Noch alarmierender: Nur 1 von 10 Zugewanderten lindert den Fachkräftemangel, während 9 von 10 zusätzlichen Druck auf Infrastruktur, Wohnraum und öffentliche Leistungen erzeugen. Und keinen Beitrag zur Deckung des Fachkräftemangels beitragen.
Wer das ignoriert, verschliesst die Augen vor den Fakten.
Für Pro Schweiz ist klar: Unser Auftrag gemäss Statuten verpflichtet uns, Bedrohungen bezüglich der schweizerischen Unabhängigkeit, Souveränität, Freiheit und Sicherheit erfolgreich abzuwehren. Eine unkontrollierte Zuwanderung ist genau eine solche Bedrohung – leise, schleichend, aber mit enormer Sprengkraft für unser Land.
Trotzdem setzen viele politische Akteure weiterhin auf das Prinzip Hoffnung: mehr Programme, mehr Integrationsmassnahmen, mehr staatliche Eingriffe. Doch das ist Symptombekämpfung. Die Ursache bleibt: eine Zuwanderung, die ausser Kontrolle geraten ist und nicht mehr eigenständig von der Schweiz gesteuert werden kann.
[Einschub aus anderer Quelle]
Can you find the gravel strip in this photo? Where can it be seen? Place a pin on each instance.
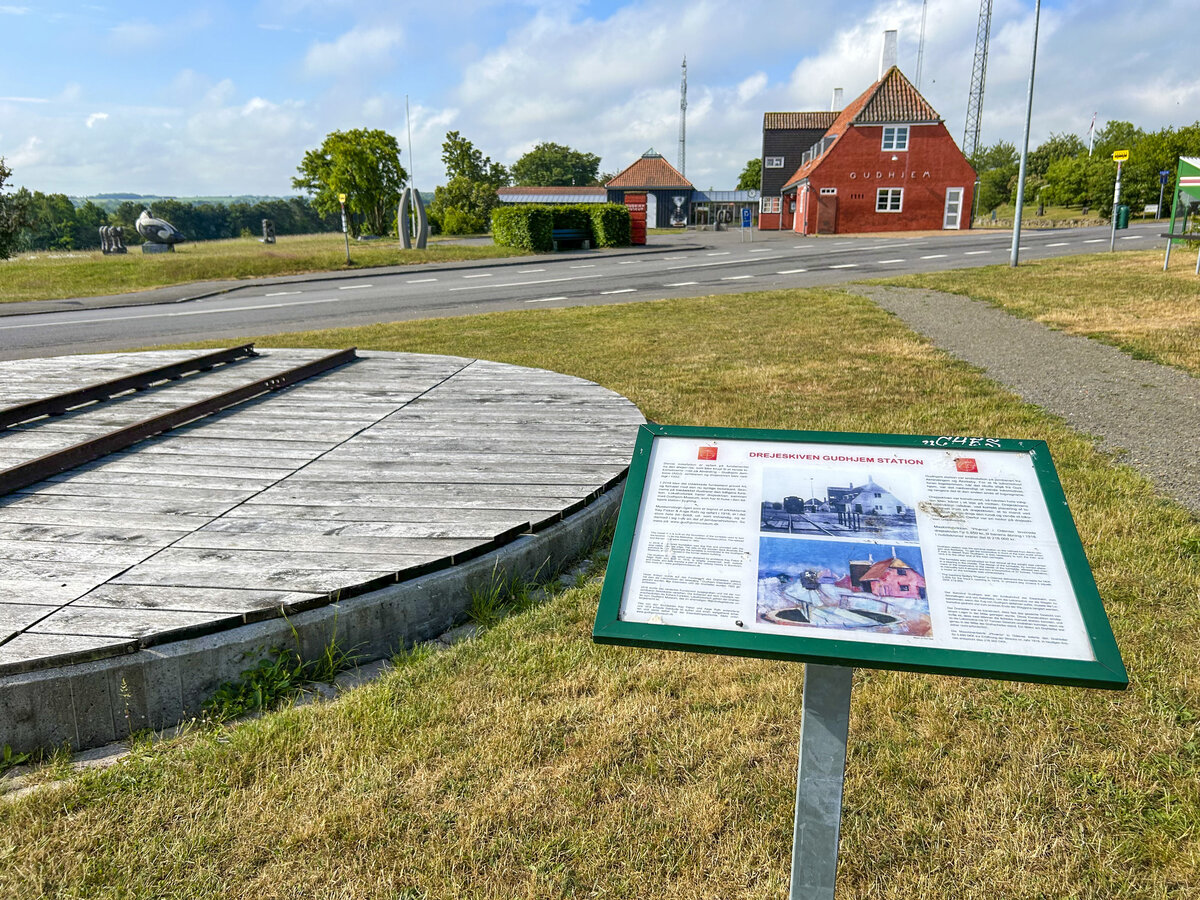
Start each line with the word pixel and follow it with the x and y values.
pixel 1146 412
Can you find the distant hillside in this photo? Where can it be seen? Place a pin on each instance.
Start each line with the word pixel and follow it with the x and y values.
pixel 109 202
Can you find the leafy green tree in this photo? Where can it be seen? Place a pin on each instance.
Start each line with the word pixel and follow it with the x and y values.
pixel 996 167
pixel 463 205
pixel 751 175
pixel 556 165
pixel 1056 147
pixel 363 163
pixel 13 213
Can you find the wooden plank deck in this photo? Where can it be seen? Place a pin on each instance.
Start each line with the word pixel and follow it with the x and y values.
pixel 387 466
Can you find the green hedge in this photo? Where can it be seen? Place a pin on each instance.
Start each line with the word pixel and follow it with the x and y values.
pixel 531 226
pixel 610 225
pixel 526 227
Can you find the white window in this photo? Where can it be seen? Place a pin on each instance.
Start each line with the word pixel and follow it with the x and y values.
pixel 895 137
pixel 888 199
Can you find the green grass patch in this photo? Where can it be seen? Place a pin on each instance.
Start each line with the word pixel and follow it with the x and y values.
pixel 55 276
pixel 1125 300
pixel 531 762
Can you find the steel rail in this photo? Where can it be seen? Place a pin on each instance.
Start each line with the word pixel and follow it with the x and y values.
pixel 59 403
pixel 25 474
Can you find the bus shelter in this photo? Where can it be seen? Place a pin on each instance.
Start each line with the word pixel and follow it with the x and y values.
pixel 1185 205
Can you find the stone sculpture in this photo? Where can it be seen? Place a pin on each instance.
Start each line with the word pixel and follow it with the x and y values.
pixel 161 235
pixel 411 221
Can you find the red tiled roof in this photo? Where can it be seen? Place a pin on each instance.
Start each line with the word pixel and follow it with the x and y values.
pixel 895 100
pixel 651 171
pixel 778 121
pixel 880 569
pixel 889 100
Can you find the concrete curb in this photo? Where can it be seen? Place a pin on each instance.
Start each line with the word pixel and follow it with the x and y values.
pixel 94 703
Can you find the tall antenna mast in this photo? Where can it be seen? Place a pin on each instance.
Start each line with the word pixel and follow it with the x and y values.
pixel 921 43
pixel 978 75
pixel 683 120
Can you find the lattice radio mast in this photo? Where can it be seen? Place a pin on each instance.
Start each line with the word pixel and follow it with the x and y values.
pixel 683 120
pixel 921 43
pixel 978 73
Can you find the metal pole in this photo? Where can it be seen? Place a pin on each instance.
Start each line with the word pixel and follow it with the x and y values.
pixel 825 727
pixel 1116 199
pixel 1025 145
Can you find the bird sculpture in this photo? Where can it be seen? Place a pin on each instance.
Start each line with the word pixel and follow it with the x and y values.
pixel 157 231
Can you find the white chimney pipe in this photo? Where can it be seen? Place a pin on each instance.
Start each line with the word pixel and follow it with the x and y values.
pixel 889 54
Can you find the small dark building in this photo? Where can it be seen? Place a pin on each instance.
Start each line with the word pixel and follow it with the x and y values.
pixel 667 192
pixel 785 138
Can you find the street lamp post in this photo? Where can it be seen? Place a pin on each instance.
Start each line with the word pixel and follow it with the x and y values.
pixel 1025 144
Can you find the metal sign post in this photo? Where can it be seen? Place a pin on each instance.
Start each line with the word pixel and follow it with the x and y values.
pixel 825 729
pixel 346 231
pixel 1119 156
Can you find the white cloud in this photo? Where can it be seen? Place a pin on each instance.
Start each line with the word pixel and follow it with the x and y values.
pixel 358 49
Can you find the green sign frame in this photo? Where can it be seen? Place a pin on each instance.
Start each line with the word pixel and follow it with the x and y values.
pixel 1105 671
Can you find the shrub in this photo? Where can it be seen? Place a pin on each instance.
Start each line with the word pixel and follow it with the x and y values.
pixel 610 225
pixel 526 227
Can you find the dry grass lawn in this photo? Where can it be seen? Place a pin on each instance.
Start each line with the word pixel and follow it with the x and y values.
pixel 1126 299
pixel 533 763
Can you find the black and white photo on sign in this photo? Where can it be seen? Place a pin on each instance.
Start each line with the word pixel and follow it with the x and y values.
pixel 855 502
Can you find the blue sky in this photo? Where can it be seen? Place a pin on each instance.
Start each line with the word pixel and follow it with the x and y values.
pixel 223 97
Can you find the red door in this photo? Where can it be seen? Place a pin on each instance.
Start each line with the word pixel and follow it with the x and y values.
pixel 636 205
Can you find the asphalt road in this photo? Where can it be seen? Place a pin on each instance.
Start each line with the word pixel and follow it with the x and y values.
pixel 673 265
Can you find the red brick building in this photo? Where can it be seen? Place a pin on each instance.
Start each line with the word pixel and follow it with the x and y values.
pixel 886 165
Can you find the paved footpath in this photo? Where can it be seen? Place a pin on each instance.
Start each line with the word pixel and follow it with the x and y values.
pixel 1147 413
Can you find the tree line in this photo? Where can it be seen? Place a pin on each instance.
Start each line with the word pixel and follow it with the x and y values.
pixel 36 221
pixel 1062 173
pixel 364 165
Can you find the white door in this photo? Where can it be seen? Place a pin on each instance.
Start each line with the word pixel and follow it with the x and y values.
pixel 953 208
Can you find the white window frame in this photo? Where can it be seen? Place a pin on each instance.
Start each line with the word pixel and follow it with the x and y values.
pixel 885 198
pixel 895 138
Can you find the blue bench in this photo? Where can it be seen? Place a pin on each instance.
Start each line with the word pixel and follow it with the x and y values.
pixel 570 235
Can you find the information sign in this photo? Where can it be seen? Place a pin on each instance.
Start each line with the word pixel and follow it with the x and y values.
pixel 945 555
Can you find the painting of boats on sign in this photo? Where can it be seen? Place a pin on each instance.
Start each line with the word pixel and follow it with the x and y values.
pixel 843 585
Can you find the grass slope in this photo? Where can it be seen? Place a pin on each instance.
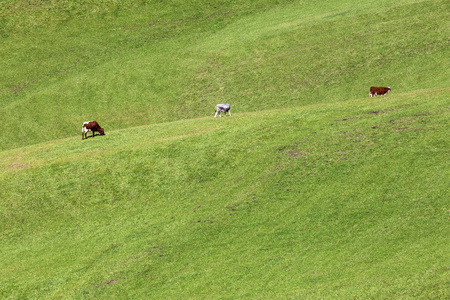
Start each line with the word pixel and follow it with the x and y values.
pixel 324 193
pixel 174 60
pixel 347 199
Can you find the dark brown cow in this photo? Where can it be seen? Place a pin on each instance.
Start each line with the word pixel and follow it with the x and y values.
pixel 91 126
pixel 378 90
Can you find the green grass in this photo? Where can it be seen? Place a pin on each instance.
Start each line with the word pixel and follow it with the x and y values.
pixel 317 192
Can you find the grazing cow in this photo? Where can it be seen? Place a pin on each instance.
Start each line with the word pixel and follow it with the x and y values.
pixel 378 90
pixel 222 108
pixel 91 126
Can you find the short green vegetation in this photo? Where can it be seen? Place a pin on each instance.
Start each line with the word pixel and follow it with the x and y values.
pixel 310 190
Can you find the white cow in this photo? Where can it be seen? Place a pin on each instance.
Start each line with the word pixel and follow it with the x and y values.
pixel 222 108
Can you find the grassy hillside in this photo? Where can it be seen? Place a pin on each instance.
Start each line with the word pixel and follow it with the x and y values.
pixel 310 189
pixel 166 61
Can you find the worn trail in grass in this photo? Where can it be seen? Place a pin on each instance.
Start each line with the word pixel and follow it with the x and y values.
pixel 345 199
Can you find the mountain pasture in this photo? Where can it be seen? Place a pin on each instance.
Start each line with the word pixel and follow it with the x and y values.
pixel 311 189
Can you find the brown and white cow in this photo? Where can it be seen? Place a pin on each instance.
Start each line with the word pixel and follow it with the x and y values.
pixel 225 108
pixel 378 90
pixel 91 126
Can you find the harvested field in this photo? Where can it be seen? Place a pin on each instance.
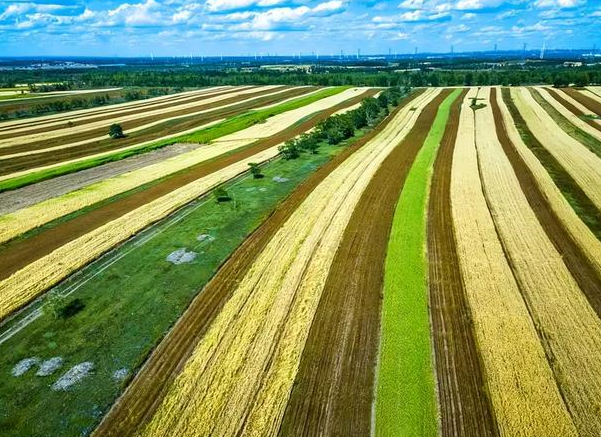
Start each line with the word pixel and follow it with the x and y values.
pixel 41 252
pixel 333 396
pixel 569 329
pixel 146 392
pixel 465 408
pixel 520 383
pixel 582 165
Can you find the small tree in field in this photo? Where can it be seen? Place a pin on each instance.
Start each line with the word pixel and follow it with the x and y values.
pixel 255 170
pixel 116 131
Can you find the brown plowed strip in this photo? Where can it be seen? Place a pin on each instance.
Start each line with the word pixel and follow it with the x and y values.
pixel 22 252
pixel 12 165
pixel 465 408
pixel 574 258
pixel 150 385
pixel 557 96
pixel 95 117
pixel 333 390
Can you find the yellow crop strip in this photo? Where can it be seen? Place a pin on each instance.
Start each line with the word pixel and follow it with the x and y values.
pixel 569 329
pixel 239 377
pixel 521 385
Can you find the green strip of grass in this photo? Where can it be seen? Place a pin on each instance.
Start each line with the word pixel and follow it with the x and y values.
pixel 226 127
pixel 587 140
pixel 572 192
pixel 406 399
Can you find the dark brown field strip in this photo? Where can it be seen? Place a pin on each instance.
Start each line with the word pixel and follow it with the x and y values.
pixel 333 390
pixel 465 408
pixel 145 393
pixel 573 256
pixel 20 253
pixel 175 111
pixel 103 112
pixel 173 127
pixel 586 101
pixel 573 109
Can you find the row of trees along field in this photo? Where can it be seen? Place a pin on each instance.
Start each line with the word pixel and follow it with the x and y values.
pixel 384 76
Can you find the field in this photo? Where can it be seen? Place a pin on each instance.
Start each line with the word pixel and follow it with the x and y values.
pixel 304 261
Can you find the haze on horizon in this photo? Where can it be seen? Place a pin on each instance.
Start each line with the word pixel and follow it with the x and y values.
pixel 285 27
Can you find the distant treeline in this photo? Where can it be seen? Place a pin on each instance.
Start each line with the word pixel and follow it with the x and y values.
pixel 324 76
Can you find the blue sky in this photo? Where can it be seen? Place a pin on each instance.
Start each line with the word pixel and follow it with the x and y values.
pixel 230 27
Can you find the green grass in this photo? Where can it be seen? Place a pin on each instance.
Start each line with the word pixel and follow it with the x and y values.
pixel 226 127
pixel 405 399
pixel 130 305
pixel 571 191
pixel 587 140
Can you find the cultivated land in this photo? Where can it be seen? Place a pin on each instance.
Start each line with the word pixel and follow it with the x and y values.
pixel 433 269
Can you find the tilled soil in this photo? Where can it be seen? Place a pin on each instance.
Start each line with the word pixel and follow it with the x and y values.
pixel 465 409
pixel 150 385
pixel 19 253
pixel 573 93
pixel 23 197
pixel 20 163
pixel 333 390
pixel 573 256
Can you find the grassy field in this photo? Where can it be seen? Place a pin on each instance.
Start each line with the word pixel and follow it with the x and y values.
pixel 203 135
pixel 405 400
pixel 117 329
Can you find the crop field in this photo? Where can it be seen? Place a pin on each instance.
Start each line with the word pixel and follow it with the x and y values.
pixel 269 260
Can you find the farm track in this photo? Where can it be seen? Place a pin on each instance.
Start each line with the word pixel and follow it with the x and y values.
pixel 573 256
pixel 557 96
pixel 333 390
pixel 21 163
pixel 465 408
pixel 20 253
pixel 146 392
pixel 586 101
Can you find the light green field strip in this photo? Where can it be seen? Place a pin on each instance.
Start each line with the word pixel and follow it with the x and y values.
pixel 36 215
pixel 405 397
pixel 518 377
pixel 568 327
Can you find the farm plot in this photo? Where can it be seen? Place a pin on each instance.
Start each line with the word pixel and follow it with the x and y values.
pixel 581 164
pixel 334 396
pixel 519 380
pixel 569 329
pixel 81 240
pixel 252 368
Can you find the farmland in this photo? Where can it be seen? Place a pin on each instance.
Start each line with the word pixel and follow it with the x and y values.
pixel 278 260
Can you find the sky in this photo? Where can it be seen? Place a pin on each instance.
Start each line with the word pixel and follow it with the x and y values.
pixel 286 27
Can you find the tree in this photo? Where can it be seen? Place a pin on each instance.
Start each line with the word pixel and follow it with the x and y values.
pixel 116 131
pixel 255 170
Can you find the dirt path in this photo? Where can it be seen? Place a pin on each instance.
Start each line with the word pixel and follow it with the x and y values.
pixel 333 390
pixel 23 197
pixel 20 253
pixel 41 159
pixel 557 96
pixel 148 388
pixel 574 258
pixel 465 408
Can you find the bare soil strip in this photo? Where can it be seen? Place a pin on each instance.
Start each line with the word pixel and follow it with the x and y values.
pixel 13 200
pixel 573 256
pixel 23 252
pixel 557 96
pixel 333 390
pixel 465 407
pixel 39 160
pixel 586 101
pixel 146 392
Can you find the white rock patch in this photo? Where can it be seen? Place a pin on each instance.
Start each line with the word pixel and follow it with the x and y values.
pixel 181 256
pixel 50 366
pixel 24 365
pixel 73 376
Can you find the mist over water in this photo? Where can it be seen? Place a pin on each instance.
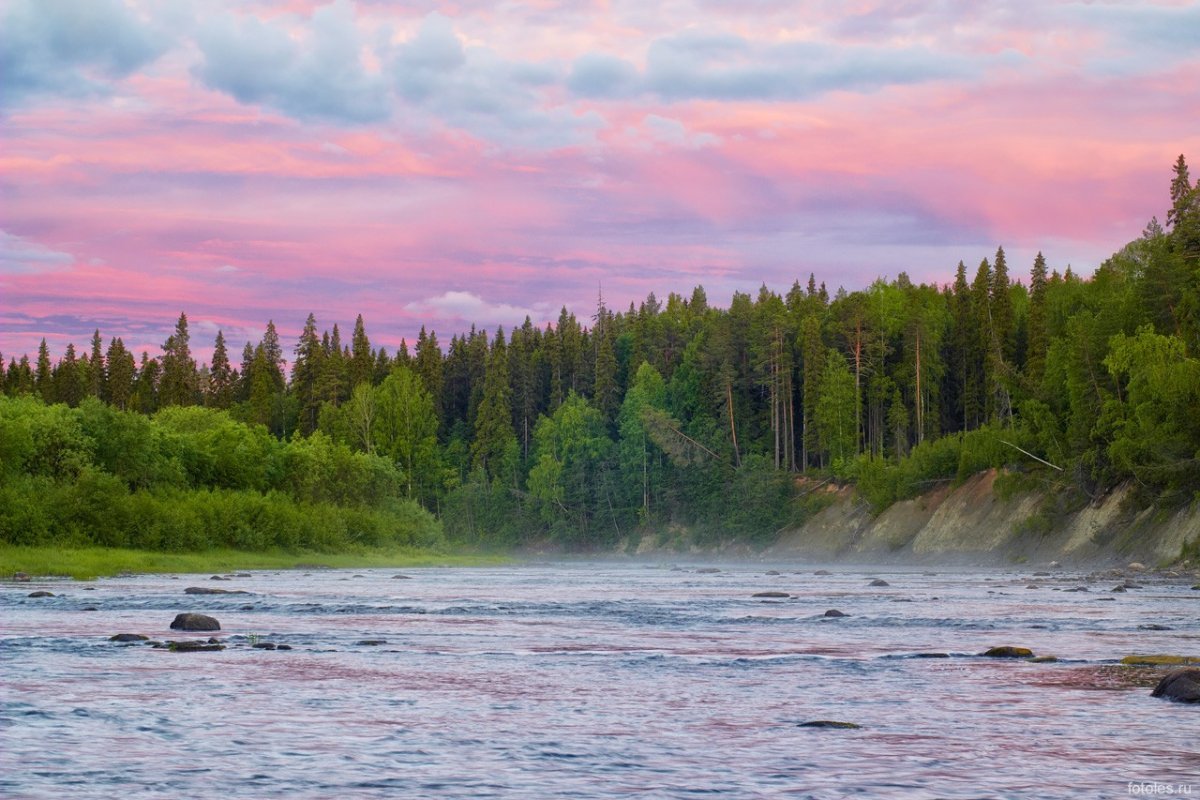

Besonders brisant ist die Rolle der Gewerkschaften, die von der Zuwanderung finanziell massiv profitieren. Durch flankierende Massnahmen fliessen Millionen an Steuergeldern in ihre Kassen, und rund die Hälfte ihrer Mitglieder sind Ausländer. Seit Einführung der Personenfreizügigkeit haben die Gewerkschaften bereits über 100 Millionen Fr. abgezockt! Nebenbei: Warum muss man unseren erfolgreichen Arbeitsmarkt mit flankierenden Massnahmen gegen aussen schützen? Das kann ja nur heissen, dass die Personenfreizügigkeit für die Schweiz die denkbar schlechteste Lösung ist.
Wir sagen: Es reicht. Die Schweiz darf nicht in eine 10‑Millionen‑Schweiz hineinschlittern, die niemand je demokratisch beschlossen hat. Wir wollen ein Land, das seine Zukunft selbst steuert – nicht eines, das von aussen zwangsverwaltet wird.
Darum braucht es jetzt ein wuchtiges, klares, unüberhörbares JA zur Nachhaltigkeitsinitiative.
Mobilisieren wir gemeinsam. Jede Stimme zählt. Jede. Damit die Schweiz «Schweiz bleibt».
Für unsere Freiheit. Für unsere Souveränität. Für eine Zuwanderung im Interesse der Schweiz. Ja am 14. Juni 2026.